Background: Mutation-induced variations in the functional architecture of the NaV1.7 channel protein are causally related to a broad spectrum of human pain disorders. Predicting in silico the phenotype of NaV1.7 variant is of major clinical importance; it can aid in reducing costs of in vitro pathophysiological characterization of NaV1.7 variants, as well as, in the design of drug agents for counteracting adhere pain symptoms.
Results: In this work, we utilize spatial complexity of hydropathic eﬀects toward predicting which NaV1.7 variants cause pain (and which are neutral) based on the location of its mutation site within the NaV1.7 structure. For that, we analyze topological and scaling hydropathic characteristics of the atomic environment around NaV1.7’s pore and probe their spatial correlation with mutation sites. We show that pain-related mutation sites occupy structural locations in proximity to a hydrophobic patch lining the pore while clustering at a critical hydropathic-interactions distance from the selectivity ﬁlter (SF). Taken together, these observations can diﬀerentiate pain-related NaV1.7 variants from neutral ones, i.e., NaV1.7 variants not causing pain disease, with 80.5% sensitivity and 93.7% speciﬁcity [area under the receiver operating characteristics curve = 0.872].
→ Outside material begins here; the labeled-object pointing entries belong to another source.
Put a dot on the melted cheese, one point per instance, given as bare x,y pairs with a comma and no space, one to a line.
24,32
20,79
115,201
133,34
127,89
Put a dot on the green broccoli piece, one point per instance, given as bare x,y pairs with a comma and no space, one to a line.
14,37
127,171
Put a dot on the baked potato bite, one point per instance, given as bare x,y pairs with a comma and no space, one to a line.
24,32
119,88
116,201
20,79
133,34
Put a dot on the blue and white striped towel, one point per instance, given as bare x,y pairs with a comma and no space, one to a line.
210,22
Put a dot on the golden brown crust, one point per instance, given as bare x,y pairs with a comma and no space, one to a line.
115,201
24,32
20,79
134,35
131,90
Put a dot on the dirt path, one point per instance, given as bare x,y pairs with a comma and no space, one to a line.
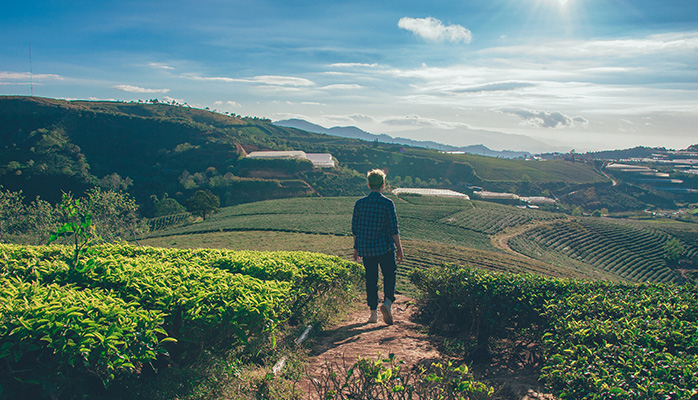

Conclusions: Our ﬁndings suggest that maintaining hydrophobic NaV1.7 interior intact, as well as, a ﬁnely-tuned (dictated by hydropathic interactions) distance from the SF might be necessary molecular conditions for physiological NaV1.7 functioning. The main advantage for using the presented predictive scheme is its negligible computational cost, as well as, hydropathicity-based biophysical rationalization.